China’s economy is slowing. Investors have dumped emerging-market assets. In Latin America, presidential approval ratings have collapsed amid the downturn.
Confused? The reason behind the apparent discrepancy, analysts say, is that investors have bought Argentine bonds hoping that October’s presidential election will usher in a new administration: one that dismantles the unsustainable economic policies that have buoyed Ms Fernández’s two terms in government and the previous administration of her deceased husband, Néstor Kirchner.
Ms Fernández is popular because she is “a woman, a widow, and is leaving,” said Marcos Peña, an adviser to pro-business presidential candidate, Mauricio Macri. Ms Fernández cannot run in this election.
Whatever the reason for Ms Fernández’s relative popularity — twice as high as Chilean president Michelle Bachelet’s, and eight times more than Brazilian president Dilma Rousseff’s — her popular standing may make it hard for the winner of the October 25 vote to reverse Ms Fernández’s interventionist policies.
“Argentina will clearly change . . . but the changes will not be as drastic as global observers hope,” warned Stratfor, the risk consultancy, in a September 1 note to clients.
That could dash the hopes of Argentine debt investors, such as George Soros, that Buenos Aires will settle its long legal fight with holdout creditors and rejoin international capital markets soon. Ms Fernández calls the holdouts “vultures”.
Her “relative popularity amongst the poor expresses broad support for a good part of the policies implemented during her tenure,” said Sergio Berensztein, a political analyst.

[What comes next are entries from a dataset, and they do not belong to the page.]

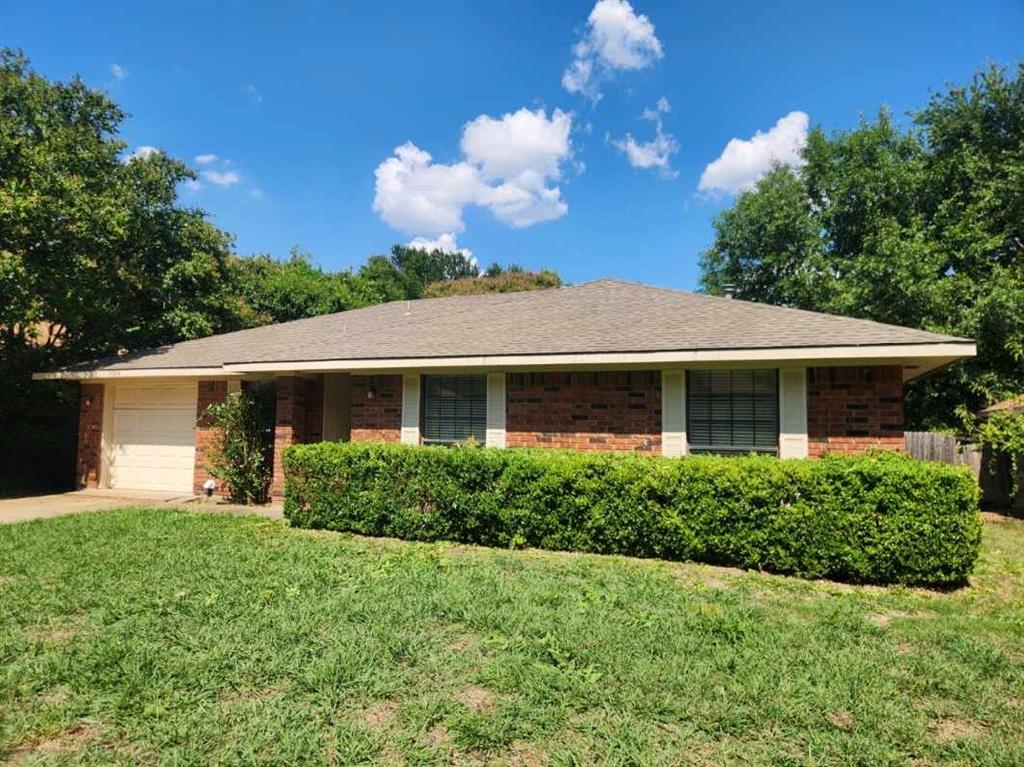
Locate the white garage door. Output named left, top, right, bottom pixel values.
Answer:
left=111, top=381, right=197, bottom=493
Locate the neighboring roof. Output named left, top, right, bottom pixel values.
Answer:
left=44, top=280, right=973, bottom=372
left=979, top=395, right=1024, bottom=416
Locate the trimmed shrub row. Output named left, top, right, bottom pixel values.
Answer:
left=285, top=442, right=981, bottom=585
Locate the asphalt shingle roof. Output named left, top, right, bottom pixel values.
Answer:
left=61, top=280, right=967, bottom=371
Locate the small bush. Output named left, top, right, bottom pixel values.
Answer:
left=285, top=443, right=981, bottom=585
left=204, top=391, right=272, bottom=504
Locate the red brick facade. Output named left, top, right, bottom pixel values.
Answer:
left=193, top=381, right=227, bottom=496
left=807, top=366, right=906, bottom=458
left=270, top=376, right=324, bottom=498
left=506, top=371, right=662, bottom=454
left=349, top=376, right=401, bottom=442
left=75, top=384, right=103, bottom=487
left=70, top=366, right=905, bottom=498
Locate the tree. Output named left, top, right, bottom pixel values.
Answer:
left=229, top=249, right=365, bottom=325
left=701, top=65, right=1024, bottom=426
left=423, top=264, right=562, bottom=298
left=0, top=50, right=242, bottom=491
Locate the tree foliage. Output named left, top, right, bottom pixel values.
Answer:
left=0, top=49, right=569, bottom=491
left=701, top=65, right=1024, bottom=426
left=0, top=50, right=240, bottom=491
left=423, top=267, right=562, bottom=298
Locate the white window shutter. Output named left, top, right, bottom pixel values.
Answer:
left=662, top=371, right=686, bottom=458
left=401, top=373, right=420, bottom=444
left=778, top=368, right=807, bottom=458
left=487, top=373, right=505, bottom=448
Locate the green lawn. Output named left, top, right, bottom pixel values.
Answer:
left=0, top=509, right=1024, bottom=767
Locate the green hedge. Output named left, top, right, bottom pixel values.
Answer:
left=285, top=442, right=981, bottom=585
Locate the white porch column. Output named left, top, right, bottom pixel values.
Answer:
left=401, top=373, right=420, bottom=444
left=662, top=370, right=686, bottom=458
left=778, top=368, right=807, bottom=458
left=487, top=373, right=505, bottom=448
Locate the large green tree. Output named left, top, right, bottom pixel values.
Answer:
left=0, top=50, right=241, bottom=491
left=701, top=65, right=1024, bottom=426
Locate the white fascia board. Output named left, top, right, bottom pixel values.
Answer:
left=33, top=342, right=977, bottom=381
left=32, top=368, right=242, bottom=381
left=224, top=343, right=977, bottom=373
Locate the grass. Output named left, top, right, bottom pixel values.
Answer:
left=0, top=509, right=1024, bottom=767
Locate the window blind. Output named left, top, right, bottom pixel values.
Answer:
left=423, top=376, right=487, bottom=444
left=686, top=370, right=778, bottom=453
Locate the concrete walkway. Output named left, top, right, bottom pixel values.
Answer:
left=0, top=489, right=284, bottom=524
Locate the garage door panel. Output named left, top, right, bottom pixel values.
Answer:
left=111, top=384, right=197, bottom=493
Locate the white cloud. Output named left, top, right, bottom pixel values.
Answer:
left=697, top=112, right=810, bottom=194
left=374, top=110, right=572, bottom=237
left=460, top=109, right=572, bottom=179
left=200, top=170, right=242, bottom=186
left=409, top=231, right=476, bottom=266
left=611, top=96, right=679, bottom=178
left=562, top=0, right=664, bottom=101
left=125, top=146, right=160, bottom=163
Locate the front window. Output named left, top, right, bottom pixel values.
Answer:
left=686, top=370, right=778, bottom=453
left=423, top=376, right=487, bottom=444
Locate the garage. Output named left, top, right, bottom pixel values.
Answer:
left=108, top=381, right=197, bottom=493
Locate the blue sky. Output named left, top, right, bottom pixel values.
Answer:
left=0, top=0, right=1024, bottom=288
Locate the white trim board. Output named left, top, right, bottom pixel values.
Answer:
left=41, top=342, right=977, bottom=380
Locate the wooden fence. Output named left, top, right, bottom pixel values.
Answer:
left=903, top=431, right=1024, bottom=508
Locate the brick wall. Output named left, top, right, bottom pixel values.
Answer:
left=193, top=381, right=227, bottom=496
left=506, top=371, right=662, bottom=453
left=75, top=384, right=103, bottom=487
left=270, top=376, right=307, bottom=498
left=302, top=376, right=324, bottom=442
left=350, top=376, right=401, bottom=442
left=807, top=366, right=905, bottom=458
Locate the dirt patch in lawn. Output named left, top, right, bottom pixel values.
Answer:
left=864, top=610, right=913, bottom=629
left=29, top=628, right=76, bottom=644
left=928, top=717, right=985, bottom=743
left=444, top=634, right=479, bottom=652
left=455, top=685, right=495, bottom=714
left=826, top=711, right=853, bottom=732
left=355, top=700, right=398, bottom=731
left=417, top=724, right=452, bottom=749
left=5, top=722, right=99, bottom=764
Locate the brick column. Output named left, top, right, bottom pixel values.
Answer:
left=270, top=376, right=307, bottom=498
left=193, top=381, right=227, bottom=496
left=75, top=384, right=103, bottom=487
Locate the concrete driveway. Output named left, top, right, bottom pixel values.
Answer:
left=0, top=489, right=284, bottom=524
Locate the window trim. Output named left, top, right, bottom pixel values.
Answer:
left=684, top=368, right=782, bottom=457
left=420, top=373, right=489, bottom=445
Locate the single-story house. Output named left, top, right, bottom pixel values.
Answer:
left=37, top=280, right=975, bottom=495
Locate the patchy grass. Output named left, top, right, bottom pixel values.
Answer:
left=0, top=509, right=1024, bottom=767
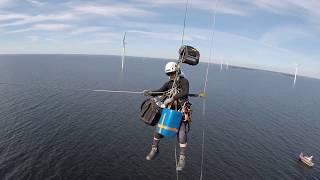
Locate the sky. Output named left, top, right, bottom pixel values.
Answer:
left=0, top=0, right=320, bottom=78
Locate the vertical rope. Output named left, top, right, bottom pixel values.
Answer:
left=172, top=0, right=189, bottom=180
left=199, top=0, right=218, bottom=180
left=181, top=0, right=189, bottom=46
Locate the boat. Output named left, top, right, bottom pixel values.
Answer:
left=299, top=153, right=314, bottom=167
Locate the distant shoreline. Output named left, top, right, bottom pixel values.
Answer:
left=0, top=53, right=320, bottom=80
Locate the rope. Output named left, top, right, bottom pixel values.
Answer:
left=181, top=0, right=189, bottom=46
left=199, top=0, right=218, bottom=180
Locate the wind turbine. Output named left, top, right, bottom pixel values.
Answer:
left=293, top=63, right=299, bottom=87
left=121, top=32, right=127, bottom=72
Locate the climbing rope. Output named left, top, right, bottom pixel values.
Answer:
left=199, top=0, right=218, bottom=180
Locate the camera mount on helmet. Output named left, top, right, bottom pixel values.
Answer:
left=179, top=45, right=200, bottom=66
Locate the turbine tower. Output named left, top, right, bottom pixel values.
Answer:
left=121, top=32, right=127, bottom=72
left=293, top=63, right=299, bottom=87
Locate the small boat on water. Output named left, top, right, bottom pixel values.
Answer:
left=299, top=153, right=314, bottom=167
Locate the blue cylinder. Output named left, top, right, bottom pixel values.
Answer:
left=156, top=108, right=182, bottom=137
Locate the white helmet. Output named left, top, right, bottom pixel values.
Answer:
left=164, top=62, right=178, bottom=73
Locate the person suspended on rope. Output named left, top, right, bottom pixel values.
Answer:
left=144, top=62, right=191, bottom=171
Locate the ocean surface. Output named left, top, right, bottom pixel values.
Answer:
left=0, top=55, right=320, bottom=180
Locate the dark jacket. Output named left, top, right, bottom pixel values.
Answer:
left=152, top=76, right=189, bottom=103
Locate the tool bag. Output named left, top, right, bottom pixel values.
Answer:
left=179, top=45, right=200, bottom=66
left=139, top=98, right=162, bottom=126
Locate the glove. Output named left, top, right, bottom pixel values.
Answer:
left=143, top=90, right=151, bottom=96
left=163, top=98, right=173, bottom=106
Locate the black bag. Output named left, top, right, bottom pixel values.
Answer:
left=179, top=45, right=200, bottom=66
left=139, top=98, right=162, bottom=126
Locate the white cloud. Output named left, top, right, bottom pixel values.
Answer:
left=73, top=4, right=154, bottom=17
left=88, top=39, right=112, bottom=44
left=7, top=23, right=72, bottom=33
left=0, top=0, right=9, bottom=7
left=132, top=0, right=250, bottom=16
left=0, top=14, right=28, bottom=21
left=0, top=13, right=77, bottom=27
left=259, top=26, right=312, bottom=47
left=70, top=26, right=106, bottom=35
left=26, top=36, right=40, bottom=42
left=128, top=30, right=206, bottom=41
left=251, top=0, right=320, bottom=16
left=26, top=0, right=45, bottom=6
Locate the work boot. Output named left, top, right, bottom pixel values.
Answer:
left=146, top=146, right=159, bottom=161
left=177, top=155, right=186, bottom=171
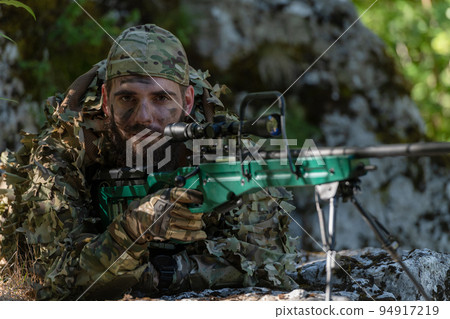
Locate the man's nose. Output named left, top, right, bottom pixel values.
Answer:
left=136, top=101, right=154, bottom=124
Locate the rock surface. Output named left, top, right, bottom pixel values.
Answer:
left=0, top=0, right=450, bottom=252
left=123, top=248, right=450, bottom=301
left=186, top=0, right=450, bottom=252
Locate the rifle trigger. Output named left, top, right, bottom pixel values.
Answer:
left=174, top=166, right=200, bottom=187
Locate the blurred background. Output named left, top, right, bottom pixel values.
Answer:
left=0, top=0, right=450, bottom=252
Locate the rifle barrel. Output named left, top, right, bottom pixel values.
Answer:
left=319, top=142, right=450, bottom=158
left=255, top=142, right=450, bottom=159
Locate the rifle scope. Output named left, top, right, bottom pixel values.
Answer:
left=164, top=114, right=281, bottom=142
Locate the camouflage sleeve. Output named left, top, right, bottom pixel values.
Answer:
left=2, top=109, right=151, bottom=299
left=190, top=188, right=298, bottom=290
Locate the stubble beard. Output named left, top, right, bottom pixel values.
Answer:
left=105, top=114, right=185, bottom=172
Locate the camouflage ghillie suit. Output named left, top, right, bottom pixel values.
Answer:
left=0, top=24, right=297, bottom=300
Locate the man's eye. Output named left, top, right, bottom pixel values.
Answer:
left=120, top=95, right=136, bottom=103
left=153, top=95, right=170, bottom=103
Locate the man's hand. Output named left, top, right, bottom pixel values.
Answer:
left=122, top=188, right=206, bottom=244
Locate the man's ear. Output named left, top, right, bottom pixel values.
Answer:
left=102, top=84, right=111, bottom=117
left=184, top=85, right=195, bottom=115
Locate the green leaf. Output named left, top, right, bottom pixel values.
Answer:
left=0, top=97, right=19, bottom=104
left=0, top=0, right=36, bottom=20
left=0, top=33, right=16, bottom=43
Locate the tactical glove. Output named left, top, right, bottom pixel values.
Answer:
left=118, top=188, right=206, bottom=244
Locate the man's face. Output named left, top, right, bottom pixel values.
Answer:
left=103, top=76, right=194, bottom=140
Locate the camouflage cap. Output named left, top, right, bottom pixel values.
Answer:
left=106, top=24, right=189, bottom=85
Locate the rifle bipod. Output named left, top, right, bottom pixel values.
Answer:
left=315, top=180, right=431, bottom=301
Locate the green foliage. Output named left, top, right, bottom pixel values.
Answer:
left=0, top=97, right=19, bottom=103
left=0, top=0, right=36, bottom=20
left=353, top=0, right=450, bottom=141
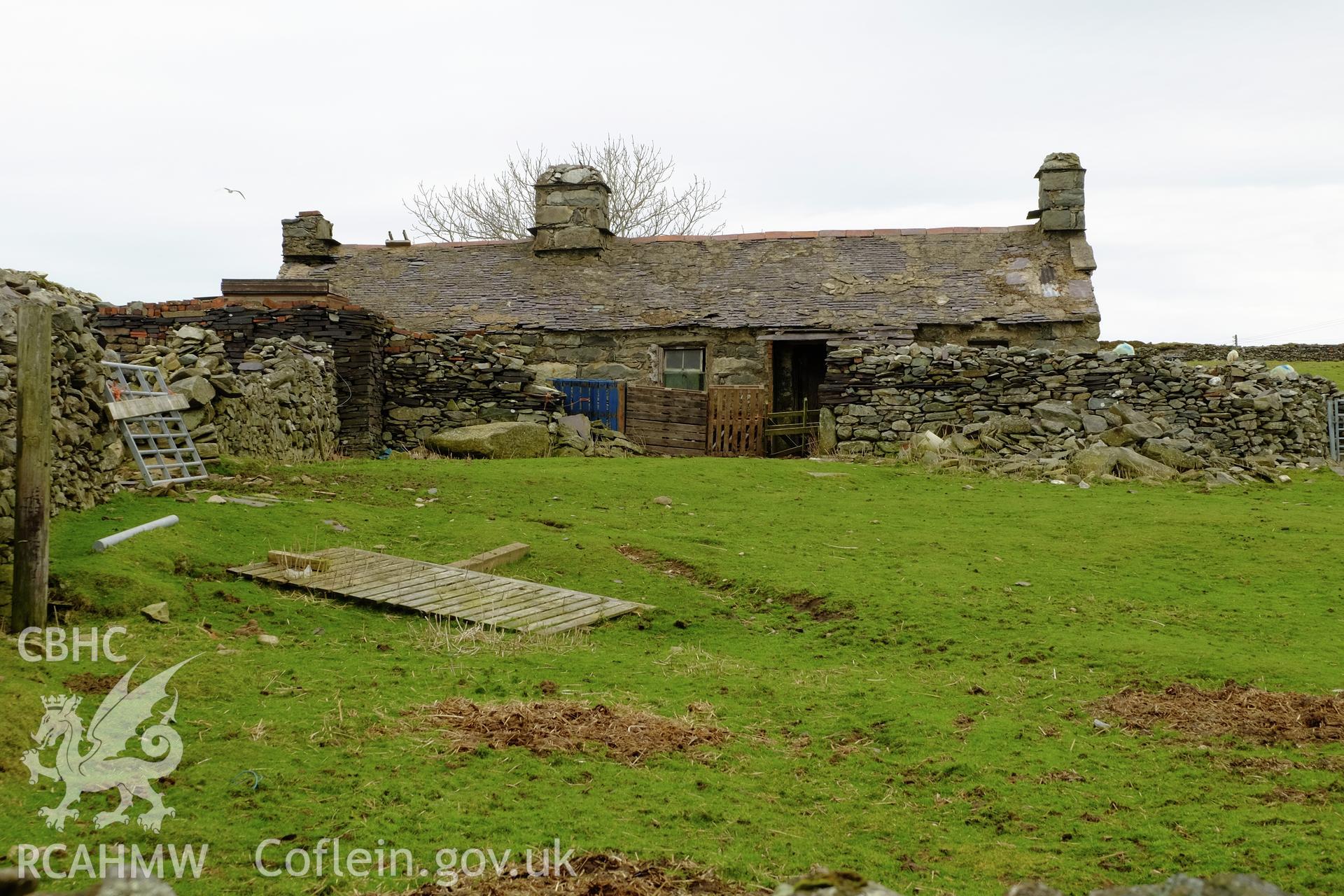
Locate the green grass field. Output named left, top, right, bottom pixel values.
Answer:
left=0, top=458, right=1344, bottom=896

That is even true of the economy, which grew rapidly in the 2000s but has since ground to a halt. Although it is not growing “it is stuck at a relatively high level and the private sector hasn’t fired people, waiting for an improved scenario,” said Miguel Kiguel, head of Econviews, a consultancy.
That “relatively high level” could drop suddenly, though, if the next administration is forced to deal with a growing mess that includes declining foreign reserves, a soaring budget deficit financed by money-printing and an estimated 17 per cent drop in the value of exports in the first seven months of this year versus 2014.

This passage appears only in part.